The MIT Norman B. Leventhal Center for Advanced Urbanism is committed to fostering a rigorous design culture for the large scale; by focusing disciplinary conversations about architecture, urban planning, landscape architecture, and systems thinking, not about the problems of yesterday, but of tomorrow. We are motivated by the radical changes in our environment, and the role that design and research can play in addressing these. We embrace conversations with the world's top experts at MIT, to feed and foster innovation. We take pride in the fact that participants in the Center do not just talk about things; they create projects, build things, and actively change our society out in the real world; and then come together to learn from each other's experiences, publish, and debate about future directions. The MIT Norman B. Leventhal Center for Advanced Urbanism has been established at the initiative of the Dean and department Chairs of the School of Architecture and Planning and reflects a renewed drive to excellence in urbanism.
Urbanism constitutes one of the most complex societal challenges of today's world.
The mission of the MIT Norman B. Leventhal Center of Advanced Urbanism (LCAU) is to establish a new theoretical and applied research platform to create knowledge that can be used to transform the quality of life throughout the urbanized world. LCAU is committed to achieving this goal through collaborative interdisciplinary research projects using design as a mode of inquiry, intellectual discourse, and dissemination through leadership forums, conferences, publications, and teaching.

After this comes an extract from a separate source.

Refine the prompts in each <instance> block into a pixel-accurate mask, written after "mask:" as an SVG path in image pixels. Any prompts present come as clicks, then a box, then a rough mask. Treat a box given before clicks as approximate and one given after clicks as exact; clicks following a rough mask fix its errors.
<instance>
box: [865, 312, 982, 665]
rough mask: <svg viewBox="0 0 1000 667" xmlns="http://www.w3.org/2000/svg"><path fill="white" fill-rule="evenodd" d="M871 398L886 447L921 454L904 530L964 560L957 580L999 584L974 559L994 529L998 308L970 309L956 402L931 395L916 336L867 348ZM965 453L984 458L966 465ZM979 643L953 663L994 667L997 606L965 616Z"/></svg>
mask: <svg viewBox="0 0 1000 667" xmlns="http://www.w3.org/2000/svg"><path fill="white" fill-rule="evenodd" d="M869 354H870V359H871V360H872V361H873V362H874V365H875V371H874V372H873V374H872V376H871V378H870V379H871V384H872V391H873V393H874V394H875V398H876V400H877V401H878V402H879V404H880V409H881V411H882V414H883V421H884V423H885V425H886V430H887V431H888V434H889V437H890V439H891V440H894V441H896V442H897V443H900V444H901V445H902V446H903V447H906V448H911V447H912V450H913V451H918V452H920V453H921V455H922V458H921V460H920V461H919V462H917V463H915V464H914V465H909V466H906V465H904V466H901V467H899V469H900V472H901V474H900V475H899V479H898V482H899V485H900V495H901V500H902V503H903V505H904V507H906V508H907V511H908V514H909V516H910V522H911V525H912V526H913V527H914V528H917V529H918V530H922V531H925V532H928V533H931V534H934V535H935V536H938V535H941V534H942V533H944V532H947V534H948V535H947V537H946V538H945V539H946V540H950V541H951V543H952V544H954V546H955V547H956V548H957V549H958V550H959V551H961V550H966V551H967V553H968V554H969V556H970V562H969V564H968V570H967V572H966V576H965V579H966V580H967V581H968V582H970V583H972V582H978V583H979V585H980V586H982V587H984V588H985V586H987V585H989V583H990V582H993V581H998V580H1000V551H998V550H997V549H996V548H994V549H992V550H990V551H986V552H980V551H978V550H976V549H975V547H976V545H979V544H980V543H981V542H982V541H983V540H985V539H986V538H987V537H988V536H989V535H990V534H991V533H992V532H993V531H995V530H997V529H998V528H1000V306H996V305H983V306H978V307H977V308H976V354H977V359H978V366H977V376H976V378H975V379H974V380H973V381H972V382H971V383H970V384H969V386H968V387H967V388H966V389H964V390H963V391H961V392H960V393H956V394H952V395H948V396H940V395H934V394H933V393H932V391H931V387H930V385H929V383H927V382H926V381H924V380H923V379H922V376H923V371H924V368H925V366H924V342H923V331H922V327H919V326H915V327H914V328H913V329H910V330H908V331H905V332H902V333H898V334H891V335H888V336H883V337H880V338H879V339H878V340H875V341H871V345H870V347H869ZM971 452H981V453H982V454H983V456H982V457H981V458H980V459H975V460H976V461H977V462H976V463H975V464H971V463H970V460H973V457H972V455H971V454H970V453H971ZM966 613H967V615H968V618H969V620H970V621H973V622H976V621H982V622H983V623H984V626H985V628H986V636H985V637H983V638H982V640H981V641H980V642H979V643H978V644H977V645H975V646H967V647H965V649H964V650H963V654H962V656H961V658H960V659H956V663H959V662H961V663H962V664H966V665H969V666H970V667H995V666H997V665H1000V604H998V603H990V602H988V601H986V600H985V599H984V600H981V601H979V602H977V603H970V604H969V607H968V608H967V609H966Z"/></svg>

LCAU’s mission is motivated by the radical changes in our urbanizing environment that are bound to increase in size and importance in the future. The fields examining urban phenomena are diverse. Each focusing on one aspect of the problem, they either fail to address their interconnection or if they do, they become too abstract or too detached from the design of alternative solutions to complex problems. To help improve urban environments today, we need to address this complexity by bringing the different fields together around concrete design propositions in order to better shape future cities. Making cities more civic and more sustainable by design are two main goals of this undertaking.